The same program I used has been changed drastically starting in 2010, probably because people like myself were using the program to it's full potential, and the marketing people may not have foreseen this as a possibility. They handed out small fliers at the register to let people know of the change. The flier itself is a copy of the info about the change found on the website at the time. I'm a writer, and can tell you that the wording was intentionally made extremely vague and confusing, enough so that even the customer service representative I spoke to couldn't explain the changes to me. After the first month, however, I looked at my statement in February to see what the changes meant. Basically, the rewards last only 90 days now, not a year. That's not a big deal. But apparently you need to spend actual money on items in the store and show your Rewards Card to have it applied, and an equal amount will then become available out of the store credit amount you earn with returning empty cartridges. I had brought them 40 cartridges in January, which should have given me $120 in store credit for that month. But because I only spent 30-some bucks on items using cash, only $36 of my $120 appears to be usable, and yet even still I cannot get the website to allow me to print a statement for me to use even that small amount.

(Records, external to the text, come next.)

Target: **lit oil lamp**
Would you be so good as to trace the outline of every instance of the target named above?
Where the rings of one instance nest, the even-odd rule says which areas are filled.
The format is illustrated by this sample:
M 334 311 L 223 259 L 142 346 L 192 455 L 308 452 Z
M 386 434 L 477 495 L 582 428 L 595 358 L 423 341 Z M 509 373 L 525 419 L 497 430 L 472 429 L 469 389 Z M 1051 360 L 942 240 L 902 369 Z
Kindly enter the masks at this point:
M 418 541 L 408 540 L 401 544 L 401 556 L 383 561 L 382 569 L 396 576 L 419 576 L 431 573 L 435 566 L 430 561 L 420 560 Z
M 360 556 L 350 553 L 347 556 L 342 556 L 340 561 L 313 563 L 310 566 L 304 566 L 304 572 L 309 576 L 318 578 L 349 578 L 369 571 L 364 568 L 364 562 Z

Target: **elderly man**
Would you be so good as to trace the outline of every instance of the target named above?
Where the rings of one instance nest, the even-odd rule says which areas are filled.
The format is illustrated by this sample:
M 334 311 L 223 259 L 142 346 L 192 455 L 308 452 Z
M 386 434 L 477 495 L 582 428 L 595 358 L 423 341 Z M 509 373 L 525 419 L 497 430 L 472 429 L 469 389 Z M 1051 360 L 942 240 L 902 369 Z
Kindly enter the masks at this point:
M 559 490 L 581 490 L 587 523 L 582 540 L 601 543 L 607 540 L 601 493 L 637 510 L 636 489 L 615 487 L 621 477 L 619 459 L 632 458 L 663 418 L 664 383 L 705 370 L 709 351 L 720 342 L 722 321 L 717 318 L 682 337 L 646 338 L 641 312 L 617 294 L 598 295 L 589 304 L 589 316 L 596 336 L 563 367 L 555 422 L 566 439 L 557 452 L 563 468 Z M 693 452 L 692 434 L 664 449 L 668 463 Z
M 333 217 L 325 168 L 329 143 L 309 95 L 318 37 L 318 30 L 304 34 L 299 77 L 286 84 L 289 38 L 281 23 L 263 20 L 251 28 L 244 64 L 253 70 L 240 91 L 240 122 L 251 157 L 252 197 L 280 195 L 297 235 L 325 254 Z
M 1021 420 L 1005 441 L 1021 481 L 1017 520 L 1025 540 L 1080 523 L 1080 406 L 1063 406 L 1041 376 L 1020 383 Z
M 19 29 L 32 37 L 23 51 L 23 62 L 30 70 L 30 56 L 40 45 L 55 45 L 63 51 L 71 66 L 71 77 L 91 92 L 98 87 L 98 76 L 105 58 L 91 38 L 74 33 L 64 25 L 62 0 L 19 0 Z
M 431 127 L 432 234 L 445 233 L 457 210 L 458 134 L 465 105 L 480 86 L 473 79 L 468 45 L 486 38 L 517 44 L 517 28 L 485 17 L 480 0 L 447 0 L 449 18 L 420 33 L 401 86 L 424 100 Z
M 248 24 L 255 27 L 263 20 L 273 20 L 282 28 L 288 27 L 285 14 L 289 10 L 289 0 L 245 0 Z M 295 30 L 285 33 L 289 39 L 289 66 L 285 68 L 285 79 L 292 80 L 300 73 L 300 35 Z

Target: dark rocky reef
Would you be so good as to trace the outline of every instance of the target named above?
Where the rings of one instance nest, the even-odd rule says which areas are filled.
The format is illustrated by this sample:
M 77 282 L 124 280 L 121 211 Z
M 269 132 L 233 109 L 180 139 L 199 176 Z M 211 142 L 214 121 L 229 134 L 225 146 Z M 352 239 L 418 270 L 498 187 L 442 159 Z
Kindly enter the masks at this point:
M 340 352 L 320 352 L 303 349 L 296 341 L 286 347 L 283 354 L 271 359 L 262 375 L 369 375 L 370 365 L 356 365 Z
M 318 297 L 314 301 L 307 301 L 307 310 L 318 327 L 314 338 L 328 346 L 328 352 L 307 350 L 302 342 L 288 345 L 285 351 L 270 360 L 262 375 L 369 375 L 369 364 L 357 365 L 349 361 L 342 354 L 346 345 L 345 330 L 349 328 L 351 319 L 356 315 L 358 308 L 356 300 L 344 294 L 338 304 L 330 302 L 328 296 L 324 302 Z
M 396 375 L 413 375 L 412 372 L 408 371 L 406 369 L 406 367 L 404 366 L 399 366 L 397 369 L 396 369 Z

Bottom line: OfficeMax is not doing the recycling program to help the environment, or to offer rewards to customers, or anything other than to profit. Each of their empty cartridges are sent to a warehouse where they can then send them in bulk to companies that refill these toner cartridges with generic toner (a common practice, as generic toner is much cheaper). Those companies can pay anywhere from $4 to $15 for each of these empties because they can sell a refilled cartridge for anywhere from $10 to $200. So there is indeed a profit to be made by OfficeMax--they just don't want to share it with the customers anymore.
I am taking my empties--and my business--elsewhere. Staples only allows 10 returned cartridges per month, but they give you $3 each in store credit that you can actually spend without having to worry about buying crap with cash to "open up" an equal amount of those saved rewards.
The Sanford store sucks, and the only thing I found pleasant about it was one great employee named Amy who was always kind and friendly--she rocks. The other employees are either apathetic, tired, bored, uninformed, rude, or like the assistant manager and store manager, extremely unfit for any type of employment dealing with other humans.
I'd recommend going to CompUSA for your office supply needs, and especially for computers. Best prices, awesome sales, and friendly, informed staff.